From a broader perspective, the findings herald significant implications for modeling terrestrial carbon cycle feedbacks in Earth system models. Current predictive frameworks often assume static or minimal carbon costs associated with nutrient uptake. This research clearly indicates that carbon demands for nitrogen assimilation are dynamic and sensitive to climate changes, requiring explicit representation in models to improve forecasts of ecosystem carbon storage, productivity, and resilience under future climate scenarios.
Importantly, these insights also inform carbon management strategies and climate mitigation policies. Understanding that nitrogen assimilation’s carbon cost increases with warming challenges assumptions about ecosystem carbon sinks’ capacity to mitigate atmospheric CO2 rise. It suggests that warming could dampen the net carbon uptake by plants because a larger share of fixed carbon is diverted towards nutrient acquisition rather than biomass accumulation, altering the carbon balance in forested and non-forested landscapes alike.
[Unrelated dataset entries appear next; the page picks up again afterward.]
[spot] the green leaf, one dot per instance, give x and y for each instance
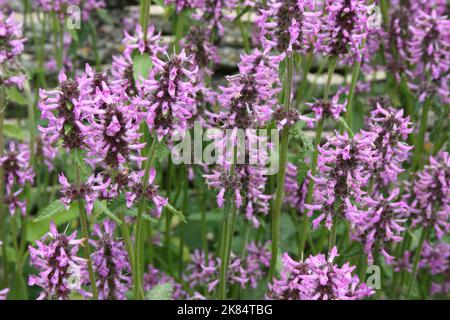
(15, 132)
(102, 208)
(141, 66)
(176, 212)
(51, 210)
(160, 292)
(302, 170)
(14, 95)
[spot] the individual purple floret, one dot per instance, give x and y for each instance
(17, 172)
(391, 127)
(88, 191)
(318, 278)
(325, 109)
(169, 95)
(60, 269)
(154, 277)
(11, 74)
(213, 12)
(432, 192)
(150, 191)
(110, 262)
(4, 293)
(345, 24)
(344, 168)
(151, 45)
(61, 109)
(381, 223)
(290, 25)
(295, 195)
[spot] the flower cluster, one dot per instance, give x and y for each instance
(60, 269)
(16, 173)
(382, 223)
(432, 192)
(154, 277)
(289, 25)
(390, 127)
(318, 278)
(241, 271)
(11, 48)
(344, 168)
(345, 25)
(169, 95)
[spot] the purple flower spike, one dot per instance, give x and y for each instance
(318, 278)
(111, 263)
(344, 169)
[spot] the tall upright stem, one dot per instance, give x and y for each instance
(85, 233)
(305, 222)
(138, 252)
(279, 194)
(418, 253)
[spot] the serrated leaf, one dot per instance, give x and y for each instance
(176, 212)
(14, 95)
(51, 210)
(103, 209)
(141, 66)
(160, 292)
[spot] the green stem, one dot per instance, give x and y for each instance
(138, 251)
(2, 191)
(420, 140)
(417, 255)
(279, 193)
(179, 24)
(351, 93)
(305, 222)
(144, 16)
(301, 86)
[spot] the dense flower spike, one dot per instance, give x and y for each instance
(137, 191)
(242, 272)
(295, 195)
(345, 24)
(344, 168)
(154, 277)
(430, 52)
(60, 269)
(381, 224)
(213, 12)
(318, 278)
(111, 263)
(169, 95)
(432, 192)
(391, 127)
(325, 109)
(62, 110)
(290, 25)
(11, 47)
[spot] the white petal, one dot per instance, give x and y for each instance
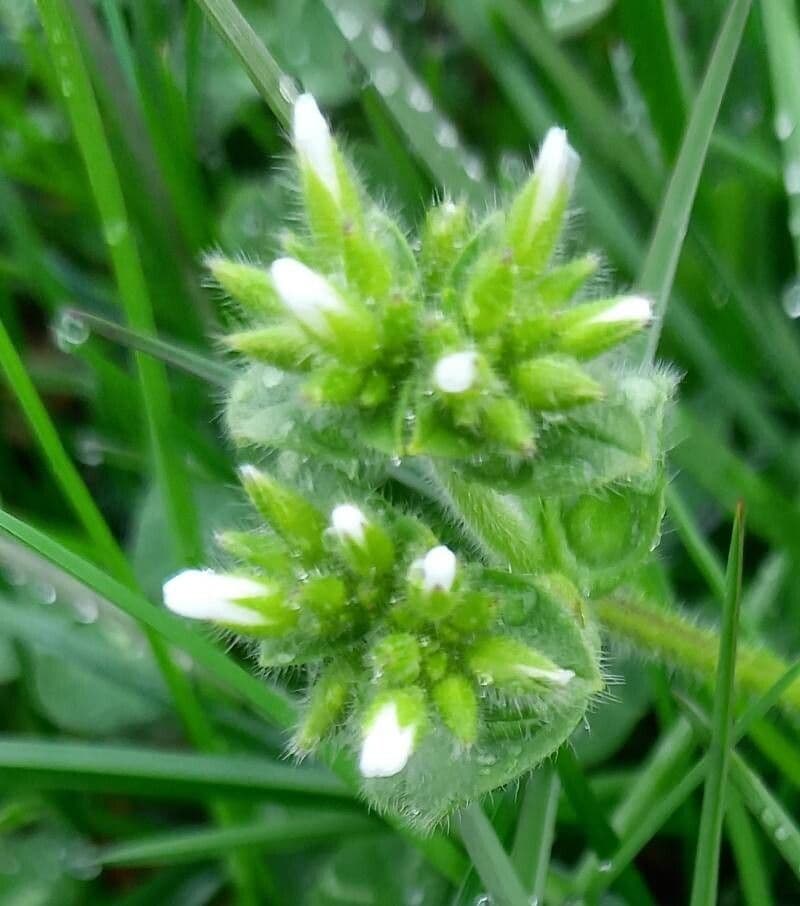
(312, 141)
(439, 569)
(629, 308)
(202, 594)
(387, 746)
(348, 522)
(456, 373)
(556, 167)
(304, 292)
(559, 676)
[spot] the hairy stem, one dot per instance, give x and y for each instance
(673, 638)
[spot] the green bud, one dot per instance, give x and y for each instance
(446, 231)
(507, 424)
(506, 662)
(365, 545)
(325, 598)
(588, 330)
(326, 705)
(286, 346)
(489, 295)
(396, 659)
(266, 552)
(457, 705)
(554, 383)
(248, 284)
(561, 283)
(333, 385)
(366, 265)
(299, 523)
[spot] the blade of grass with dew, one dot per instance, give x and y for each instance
(433, 137)
(489, 858)
(58, 764)
(706, 870)
(782, 32)
(598, 831)
(277, 89)
(88, 129)
(536, 825)
(171, 353)
(753, 876)
(297, 830)
(658, 271)
(700, 551)
(663, 805)
(269, 702)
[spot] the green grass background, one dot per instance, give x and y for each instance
(142, 763)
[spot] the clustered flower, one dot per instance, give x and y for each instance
(362, 606)
(474, 344)
(468, 344)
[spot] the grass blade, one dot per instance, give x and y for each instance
(188, 360)
(658, 270)
(55, 764)
(297, 830)
(782, 33)
(90, 135)
(706, 871)
(490, 859)
(533, 840)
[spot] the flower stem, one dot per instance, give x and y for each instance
(673, 638)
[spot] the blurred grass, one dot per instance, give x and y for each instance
(430, 96)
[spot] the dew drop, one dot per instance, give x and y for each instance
(387, 81)
(446, 135)
(350, 25)
(790, 299)
(791, 177)
(784, 125)
(381, 39)
(419, 98)
(69, 331)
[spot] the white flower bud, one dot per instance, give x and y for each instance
(556, 167)
(557, 676)
(387, 746)
(307, 295)
(202, 594)
(634, 309)
(438, 569)
(313, 142)
(456, 372)
(348, 522)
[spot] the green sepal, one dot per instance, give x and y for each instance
(457, 704)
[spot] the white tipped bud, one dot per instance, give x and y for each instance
(313, 142)
(456, 372)
(556, 167)
(348, 522)
(307, 295)
(633, 309)
(438, 569)
(202, 594)
(387, 745)
(558, 676)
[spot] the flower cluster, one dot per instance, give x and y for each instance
(466, 345)
(398, 631)
(462, 380)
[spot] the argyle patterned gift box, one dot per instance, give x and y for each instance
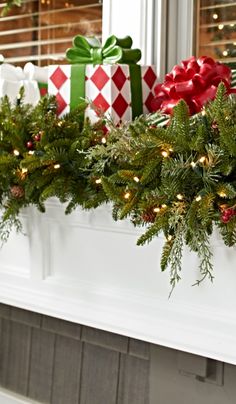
(107, 87)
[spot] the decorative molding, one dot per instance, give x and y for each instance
(138, 21)
(87, 269)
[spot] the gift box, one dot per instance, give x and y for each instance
(40, 74)
(114, 85)
(12, 79)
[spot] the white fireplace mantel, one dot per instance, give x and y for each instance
(87, 269)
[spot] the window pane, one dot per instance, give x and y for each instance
(216, 29)
(41, 31)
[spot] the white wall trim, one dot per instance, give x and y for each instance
(180, 31)
(118, 287)
(7, 397)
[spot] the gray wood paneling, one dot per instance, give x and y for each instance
(41, 365)
(18, 347)
(105, 339)
(26, 317)
(138, 348)
(133, 381)
(66, 374)
(99, 375)
(4, 349)
(59, 362)
(61, 327)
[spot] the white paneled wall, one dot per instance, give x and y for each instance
(86, 268)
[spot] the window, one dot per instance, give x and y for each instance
(216, 29)
(41, 31)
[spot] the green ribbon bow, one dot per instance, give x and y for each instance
(90, 51)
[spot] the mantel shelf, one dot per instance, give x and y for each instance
(86, 268)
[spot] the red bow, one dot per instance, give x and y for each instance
(195, 81)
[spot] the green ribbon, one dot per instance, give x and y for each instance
(116, 50)
(90, 51)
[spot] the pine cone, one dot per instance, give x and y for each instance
(149, 216)
(17, 191)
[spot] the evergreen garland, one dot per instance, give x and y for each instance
(178, 179)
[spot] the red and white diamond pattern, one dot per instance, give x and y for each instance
(107, 87)
(59, 85)
(104, 97)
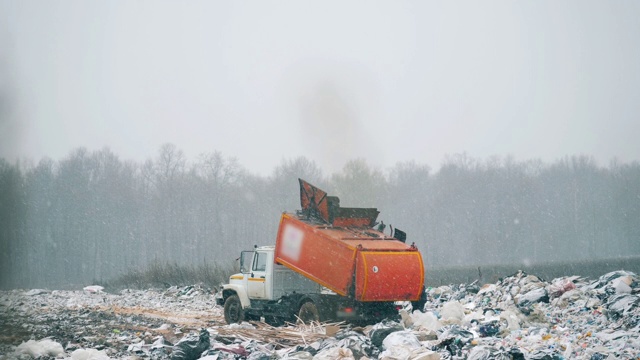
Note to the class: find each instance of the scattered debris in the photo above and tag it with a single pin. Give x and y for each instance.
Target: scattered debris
(519, 317)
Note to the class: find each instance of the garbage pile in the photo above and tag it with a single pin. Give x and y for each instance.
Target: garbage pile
(519, 317)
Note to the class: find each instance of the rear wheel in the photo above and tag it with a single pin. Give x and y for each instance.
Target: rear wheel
(308, 313)
(233, 311)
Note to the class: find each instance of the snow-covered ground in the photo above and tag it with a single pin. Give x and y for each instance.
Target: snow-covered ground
(520, 317)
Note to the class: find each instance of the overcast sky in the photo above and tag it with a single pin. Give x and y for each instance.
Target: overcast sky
(265, 81)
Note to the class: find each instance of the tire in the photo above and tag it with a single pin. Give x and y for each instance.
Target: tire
(233, 311)
(308, 313)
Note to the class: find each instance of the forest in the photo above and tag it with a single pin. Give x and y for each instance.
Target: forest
(92, 216)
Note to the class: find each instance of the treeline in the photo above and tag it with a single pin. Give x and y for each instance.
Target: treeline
(93, 217)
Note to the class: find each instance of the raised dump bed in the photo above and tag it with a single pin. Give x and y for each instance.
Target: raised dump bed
(339, 249)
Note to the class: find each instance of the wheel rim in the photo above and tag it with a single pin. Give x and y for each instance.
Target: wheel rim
(234, 312)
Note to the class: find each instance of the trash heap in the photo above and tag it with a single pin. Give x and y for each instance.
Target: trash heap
(519, 317)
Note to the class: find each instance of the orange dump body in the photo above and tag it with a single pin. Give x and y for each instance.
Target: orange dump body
(354, 261)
Beyond carbon cycling, the study contributes to our understanding of plant physiological ecology by quantifying the metabolic investment plants allocate towards managing their nitrogen economy amidst changing environmental conditions. It highlights the critical role of nutrient availability and energy allocation trade-offs in determining plant growth and ecosystem productivity, especially in the face of anthropogenic climate forcing.
Additionally, the latitude-dependent amplification of carbon costs reveals potential vulnerabilities in high-latitude ecosystems, such as boreal forests and tundra, which serve as key carbon reservoirs. The disproportionate carbon demand for nitrogen assimilation in these zones could modulate their ability to serve as stable carbon sinks, thereby influencing global climate trajectories.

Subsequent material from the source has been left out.